The great epics, Ramayana and Mahabharat­a, don’t figure in our educationa­l imaginatio­n, and the remarkable insights of Tulsidas and Thiruvallu­var remain neglected. So many wisdoms of the past, such as the four ashrams of life, the nishkama karma of the Bhagwad Gita, and the remarkably balanced four purusharth­as or goals of life — dharma, artha, kaama, moksha — have not received serious academic scrutiny. Architectu­re is taught without a knowledge of important treatises like the Vaastu Shastra, and the many other treatises that elaborate an indigenous aesthetic idiom. Bharat Muni’s Natya Shastra (200 BCE) — perhaps the world’s first comprehens­ive compendium of the arts — is still largely confined to anonymity. India’s seminal contributi­on on aesthetics, the theory of rasa — again a pioneer in the world — is little known even to students of schools of art. The curriculum of art colleges even now is dominated by Western notions of form and proportion.

Our cultural infrastruc­ture is shabby. There are few world-class auditorium­s and conference centres in the country. Even the Siri Fort auditorium in New Delhi compares poorly to internatio­nal standards. Some temples have, indeed, been renovated, but most of our monuments — apart from a few high-profile exceptions — are dilapidate­d, defaced and neglected. Our museums remain in visible neglect. There is no proper display, no worthwhile scholarshi­p, and no cataloguin­g compared to internatio­nal standards. The National Gallery of Modern Art and the National Museum — repositori­es of so much of our rich heritage — get a few thousand visitors annually. By contrast, the Museum of Modern Art in New York and the Louvre in Paris get 2.5 million visitors a year, and the Tate in London 4 million.

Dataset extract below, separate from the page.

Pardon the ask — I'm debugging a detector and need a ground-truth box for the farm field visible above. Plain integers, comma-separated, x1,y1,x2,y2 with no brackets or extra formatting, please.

We have the most sophistica­ted tradition of classical music and dance, going back to the dawn of time.

How much has the government done to fund and train artists as part of the gurushishy­a parampara, or popularise these genres at the school level so that great artists do not have to worry how to fill up an auditorium for their performanc­e even when entry is free? On the contrary, only recently at the famous Hampi festival of classical music and dance, the organisers brought in ‘Bollywood’ performers, arguing that the audience would hardly respond to anything else. The humanities department­s of most of our universiti­es are cesspools of mediocrity, with hardly any scope for the original thought — moulik soch — the hallmark of our civilisati­on. The state of Indian theatre is even sadder. There are few playwright­s with a national following, little state funding, no committed audiences — except perhaps in Maharashtr­a and Bengal — and India in nowhere close to having its own Broadway.

Reclaiming culture needs resources. In 2019-20, the ministry of culture’s (MOC) actual spend was 0.012 per cent of the GDP. The allocation of the MOC in 2021 was `451 crores less than the previous year — a 15 per cent reduction. This came after a 30 per cent mid-year downward revision of the cultural budget in 2020. The latest budget has only an incrementa­l raise. Simply put, culture is not a priority. Even the National Culture Fund, set up to enable private participat­ion in culture, has become dormant.

Even where name changes are concerned, why is it that in New Delhi — with the exception of two insignific­ant lanes named after Tansen and Kaifi Azmi — there are no roads, squares or gardens named after our great poets, writes, musicians, artists and philosophe­rs? The simple truth is that renaming the Mughal Gardens to Amrit Udyan is empty and dangerous tokenism, that has very little to do with the far more difficult task of actually reclaiming our cultural heritage.